Lucinid Symbiosis Genomics Hub

Lucinid clams host a nutritional symbiosis with chemosynthetic sulfide-oxidizing bacteria within gill epithelial cells. Their ancient age and unmatched diversity make them excellent models for the evolution of host-microbe associations.

Their relative simplicity (one host, one symbiont) and experimental tractability (can be kept and bred in aquaria) make them ideal for investigating molecular host-microbe interactions. Their unique ability to colonize almost the entire range of chemosynthetic habitats (wood, vents, seeps, mangroves, seagrasses, reef sediments) provides unmatched potential for understanding how environments drive symbioses, and how symbioses shape environments. Finally, their intimate interactions with their biotic and abiotic environment mean that they have unparalleled ecological relevance.

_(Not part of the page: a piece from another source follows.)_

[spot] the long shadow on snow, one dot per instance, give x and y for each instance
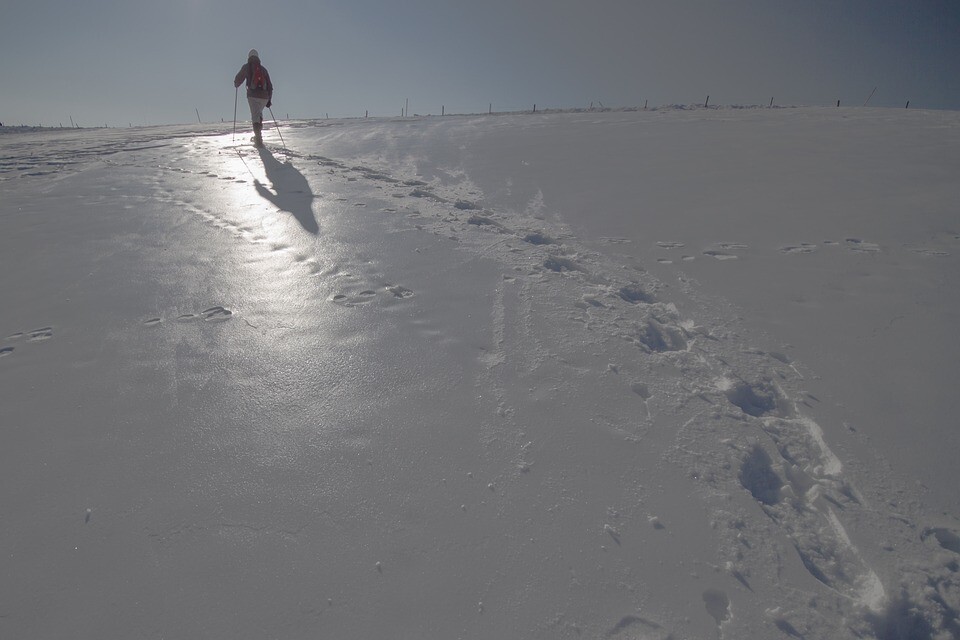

We are an international hub of researchers with diverse backgrounds. We use a broad range of methods including state-of-the-art genomics to understand the evolution, function, and ecological roles of lucinid (and thyasirid) symbioses.

Initial hub partners: 


Associated partners and advisors:


  • Arnaud Tanguy (Station Biologique de Roscoff)
  • John Taylor and Emily Glover (em., Natural History Museum London, UK)
  • Jay Osvatic (University of Vienna)
  • Benedict Yuen (University of Vienna)
  • Audrey Paterson (University of Tennessee)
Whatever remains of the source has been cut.